The government has revised forecasts for the cost of wind and solar power to 2040, predicting that the cost of deploying renewable energy generators will continue to fall.
The Electricity Generation Costs, published by the Department of Business, Energy and Industrial Strategy (BEIS), forecasts the levelised cost of energy (LCOE) across several electricity generation technologies.
The most recent edition, published Monday, shows dramatic falls in the projected cost of developing and running renewable technologies over the next two decades.
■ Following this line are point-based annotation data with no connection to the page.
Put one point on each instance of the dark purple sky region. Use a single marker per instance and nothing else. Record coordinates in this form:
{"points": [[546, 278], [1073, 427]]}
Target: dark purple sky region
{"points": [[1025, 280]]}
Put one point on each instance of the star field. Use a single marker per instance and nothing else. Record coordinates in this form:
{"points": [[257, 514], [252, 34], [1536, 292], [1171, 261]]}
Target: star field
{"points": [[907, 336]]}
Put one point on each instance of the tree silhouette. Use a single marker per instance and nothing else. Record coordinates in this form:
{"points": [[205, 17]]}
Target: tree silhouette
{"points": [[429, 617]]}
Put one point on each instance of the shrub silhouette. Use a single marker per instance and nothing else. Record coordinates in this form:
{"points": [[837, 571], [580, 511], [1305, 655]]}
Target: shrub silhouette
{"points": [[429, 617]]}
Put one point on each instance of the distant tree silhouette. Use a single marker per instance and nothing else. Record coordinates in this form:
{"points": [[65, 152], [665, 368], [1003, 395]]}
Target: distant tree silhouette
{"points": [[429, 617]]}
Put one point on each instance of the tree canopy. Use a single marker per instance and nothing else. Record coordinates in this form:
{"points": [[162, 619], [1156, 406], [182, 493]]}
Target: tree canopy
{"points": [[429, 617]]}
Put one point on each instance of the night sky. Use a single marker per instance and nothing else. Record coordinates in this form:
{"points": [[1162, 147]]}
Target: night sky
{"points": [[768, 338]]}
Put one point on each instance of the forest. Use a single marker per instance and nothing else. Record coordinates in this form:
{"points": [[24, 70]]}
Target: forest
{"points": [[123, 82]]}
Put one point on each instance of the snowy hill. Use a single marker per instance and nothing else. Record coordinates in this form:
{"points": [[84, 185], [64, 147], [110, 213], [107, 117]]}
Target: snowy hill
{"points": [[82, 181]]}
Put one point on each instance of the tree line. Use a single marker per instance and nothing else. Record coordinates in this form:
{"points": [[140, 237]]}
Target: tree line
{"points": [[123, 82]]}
The government expects large-scale solar PV installations to be delivered at a cost of £44 per megawatt-hour (MWh) of electricity in 2025, a significant reduction from the £68/MWh cost forecast in 2016. The £30 of the £44/MWh figure comes from construction costs, with operation and management costs contributing another £10/MWh.
Costs for solar power will fall still further by 2030: to just £39/MWh, an even greater reduction from the £60/MWh projected in 2016. Costs will then fall to £33/MWh by 2040.
However, these costs are based on BEIS’ central estimate and could fall as low as £28/MWh or be as high as £39/MW in 2040.
Similarly, the government revised estimates for the cost of onshore wind, from £65/MWh to just £46/MWh by 2025.
Offshore wind has seen the biggest reduction in projected costs. Forecast to cost £106/MWh by 2025 four years ago, it’s now expected to cost just £57/MWh by mid-decade.
Combined Cycle Gas Turbine (CCGT) plants are expected to cost £85/MWh, significantly higher than the renewable technologies.
Chris Hewett, CEO of the Solar Trade Association (STA), said that while the industry has known “for a long time” that large-scale solar PV is one of the cheapest energy sources, the trade body is pleased that “this has now been officially recognised.”
“Now it is time for the government to set an ambitious target for the deployment of solar PV in the UK, as it has done with offshore wind. Our favoured goal, 40GW by 2030, aligns with recommendations made by the Committee on Climate Change and the National Infrastructure Commission, and is achievable with moderate policy support,” he added.
Last month, a study from Imperial College London predicted that the costs developers agreed for offshore wind at the Contracts for Difference (CfD) auction last September is very likely to be below the wholesale price of electricity by the time the generators come online later this decade. The wind farms will thus operate with a negative subsidy, paying money back to energy bill payers.